Macy Gray On Her Drug Use And Reaction To Fame: 'I Was A Massive A**hole'

Before Macy Gray was a Grammy Award-winning singer, she was a college student originally from Canton, Ohio, writing songs in a friend's dorm room "studio." Then, she was discovered by an executive at Atlantic Records during a performance and became an overnight sensation with her own record deal. After Gray's breakout song, "I Try," reached No. 1 on the Billboard charts in 2000, her album went triple platinum and landed her five Grammy nominations. She won for best female pop vocal performance.

The whirlwind of fame had quite an impact on the former small-town girl, as she recently told "Oprah: Where Are They Now?"

"I had a lot of money then, and I had never had money before," Gray says in the above video from her interview. "And you have people telling you how great you are and screaming out your name."

This adoration and newfound popularity went straight to the artist's head. "I was a massive a**hole," she says. "I probably made a lot of people upset."

It was also a time when Gray began using drugs. "My drug use started as a result of being on tour," she says. "My crew was from England. All they did was smoke hash all day, and they knew where to get the good ecstasy. So, you start playing with stuff, and then, suddenly, it's like a crutch."

Gray's late-night partying got so bad that it began taking its toll and spilling over into other aspects of her life, namely press interviews. During those interviews, Gray often wore sunglasses and didn't respond to every question she was asked. Reporters attributed this behavior to her eccentric public persona, but Gray says there was something much different going on beneath the surface.

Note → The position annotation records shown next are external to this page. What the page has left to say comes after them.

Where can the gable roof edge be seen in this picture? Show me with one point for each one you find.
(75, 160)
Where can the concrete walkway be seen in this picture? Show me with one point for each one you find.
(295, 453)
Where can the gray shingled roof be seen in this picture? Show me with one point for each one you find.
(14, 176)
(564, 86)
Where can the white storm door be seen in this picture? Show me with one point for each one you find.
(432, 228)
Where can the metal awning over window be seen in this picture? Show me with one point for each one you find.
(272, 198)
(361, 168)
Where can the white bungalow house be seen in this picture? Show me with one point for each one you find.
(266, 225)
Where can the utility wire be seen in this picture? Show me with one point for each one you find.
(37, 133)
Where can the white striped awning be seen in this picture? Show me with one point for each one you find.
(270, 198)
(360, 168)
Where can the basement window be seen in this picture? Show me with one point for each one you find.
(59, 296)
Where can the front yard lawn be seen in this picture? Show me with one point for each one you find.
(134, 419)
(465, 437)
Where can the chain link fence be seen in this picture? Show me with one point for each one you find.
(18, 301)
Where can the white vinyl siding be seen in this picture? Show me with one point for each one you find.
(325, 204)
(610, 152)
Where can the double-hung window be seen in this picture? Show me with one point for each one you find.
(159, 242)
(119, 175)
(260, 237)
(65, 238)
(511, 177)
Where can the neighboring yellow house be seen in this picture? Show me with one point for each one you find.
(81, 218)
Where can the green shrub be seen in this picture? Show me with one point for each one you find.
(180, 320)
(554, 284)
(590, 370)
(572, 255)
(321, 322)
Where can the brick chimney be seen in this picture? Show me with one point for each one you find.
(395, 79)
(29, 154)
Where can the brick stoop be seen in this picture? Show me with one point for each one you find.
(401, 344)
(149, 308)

"I actually will admit this: I used to do press with my glasses on because I'd be sitting there falling asleep. Literally. They'd be talking to me and I'd be asleep," she confesses. "They would be like, 'She's an enigma! She doesn't answer anyone's questions... When you ask her a question, she just stares. She's very intense.' But, I would be asleep."

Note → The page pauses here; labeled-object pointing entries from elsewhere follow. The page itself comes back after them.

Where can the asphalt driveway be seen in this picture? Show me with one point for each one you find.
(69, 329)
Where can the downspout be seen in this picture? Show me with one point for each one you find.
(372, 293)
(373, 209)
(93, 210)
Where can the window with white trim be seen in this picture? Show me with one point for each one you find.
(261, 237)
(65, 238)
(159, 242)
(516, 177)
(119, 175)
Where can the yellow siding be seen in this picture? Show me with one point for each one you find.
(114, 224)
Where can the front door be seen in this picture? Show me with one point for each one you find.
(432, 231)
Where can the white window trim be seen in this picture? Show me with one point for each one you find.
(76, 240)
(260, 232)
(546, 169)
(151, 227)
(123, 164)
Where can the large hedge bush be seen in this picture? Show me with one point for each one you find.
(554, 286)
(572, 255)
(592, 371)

Gray's turning point, she says, came down to one thing: vanity.

"I looked in the mirror one day, and I had bags [under my eyes] and my skin was doing weird stuff," she recalls. "That really scared me, so, I swear to God, I quit. I quit that day, just because my looks."

As far as her music career, Gray wasn't able to keep up the momentum of her early success. After her third album peaked at No. 44 on the Billboard charts, she changed record labels, struggling to regain her footing in the music industry. Looking back, she understands how her own mistakes led to these challenging times.

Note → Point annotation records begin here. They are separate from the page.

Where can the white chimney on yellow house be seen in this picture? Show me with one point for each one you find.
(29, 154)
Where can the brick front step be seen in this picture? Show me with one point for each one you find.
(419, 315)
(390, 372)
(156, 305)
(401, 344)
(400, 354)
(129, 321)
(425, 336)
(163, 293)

"I had all that success really early and I don't think I had a plan to make it last," Gray says. "I just kind of took it for granted and assumed that it would be like that for the rest of my life. I pissed a lot of people off and I think I stopped working as hard as I used to."

She had an uphill battle, but Gray is now able to make sense of her troubles.

"I've learned so much. I believe that I was supposed to go on that journey, and things had to happen the way they had to for me to be what I can be now," she says. "For me to get off drugs, for me to just stop being an idiot... I had to go through all of that stuff."

"Oprah: Where Are They Now?" airs Sundays at 9 p.m. ET on OWN.